At Austin’s American Grill a few years back, I had lunch with then CEO of Otter-Box, Bryan Thomas. During his tenure, he helped take Otter from a small start-up that made it possible for hardy Coloradoans to be serious extreme sportspeople, who are tech-sporting geeks too —- to a company that serves tablet and smartphone owners worldwide. Otter Products is now worth over a Billion USD, has multiple sites and over a 1000 employees. How did he do that? What was his vision? His particular obsessions, he told me, were customer service and culture. Service and Service – External Service (customers) and Internal Service (culture). That captures most everything doesn’t it? Strategy, communication, executive presence, fun, implementation, and emotional intelligence skills can all be understood as part of external and internal service.

So, what is required to support this focus on service?

After a time he asked me about what I do too. My response: When a leader is hitting on all cylinders, great at strategizing, organized, able to delegate, successfully managing life – at home and at work – gets things done, what’s the one thing that person still cannot do for Himself? Herself?

Most leaders don’t consciously have an answer for that. The very most extraordinary leaders however, know this:

No matter what business skills and leadership maturity s/he has, one cannot effectively be one’s own Sounding Board. What does a sounding board do?
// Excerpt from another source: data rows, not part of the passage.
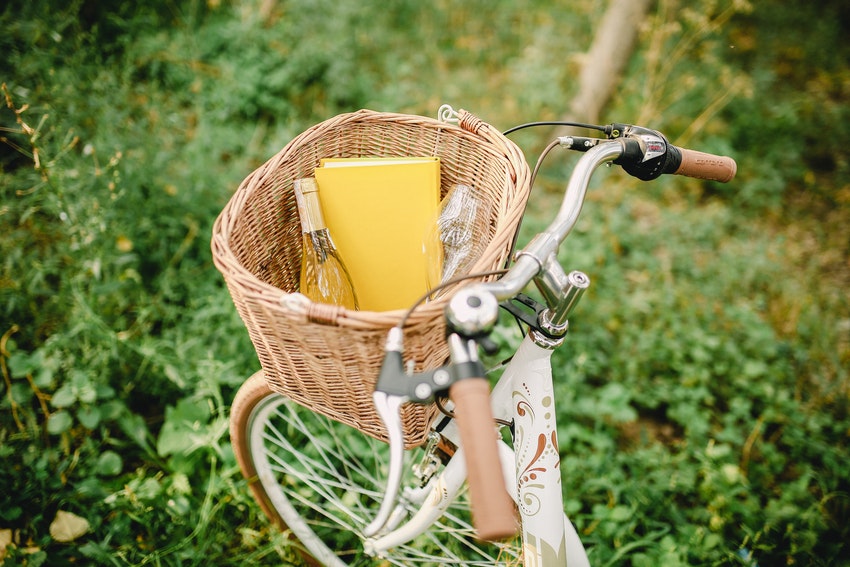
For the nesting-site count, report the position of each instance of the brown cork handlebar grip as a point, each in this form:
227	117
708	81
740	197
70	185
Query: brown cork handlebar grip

A wonderful piano player recently explained to me that if we placed two Steinway Grand Pianos side by side on a stage, one with a sounding board, one without…. the one with a sounding board will sound like angels crooning, spirit on the air, magical and musical. The one without a sounding board will sound dead.

Leaders are like that. The one with a confidential excellence coach will lead powerfully, getting more done, more quickly – with a team that achieves more, more quickly – and with greater joy.

The one who has a confidential thought partner, external to their business team, external even to their family, will soar. The one without will become part of the grey masses in time, their own light lost in the fog.

An exceptional leader I sat with over wine once explained that he would no more proceed in his executive and board roles without his confidential thought partner, than he would attend a board meeting without his pants. I asked him why? He said, “The one thing I can’t do for myself is be my own sounding board.” “Just being able to talk to my strategic advisor (executive coach) knowing that she won’t let me get away with staying in fear, hiding out, blame, or any other kind of victim space, holds me and my conversations with myself to a higher standard. I say the most insightful things when I speak with her. I see things in a new way. I create possibility – and then she knows I’ll go and execute. And I do.”

These wise words stuck with me. Even the best coaches I know have a coach. I do too. There’s a reason for that. As I thought about the wisdom of having someone who does not call me ‘boss’ be my sounding board, I thought about how this applies in parenting too. I have three teenage boys. They get the best advice from mentors outside the family. It doesn’t matter that those mentors say literally the same things I do – their voice isn’t my voice. I’m the mom. My voice can’t be heard the same way someone else’s voice can.

Huh.

Where do you need a sounding board in your life? Someone who doesn’t call you boss, or dad, or mom, — or even spouse?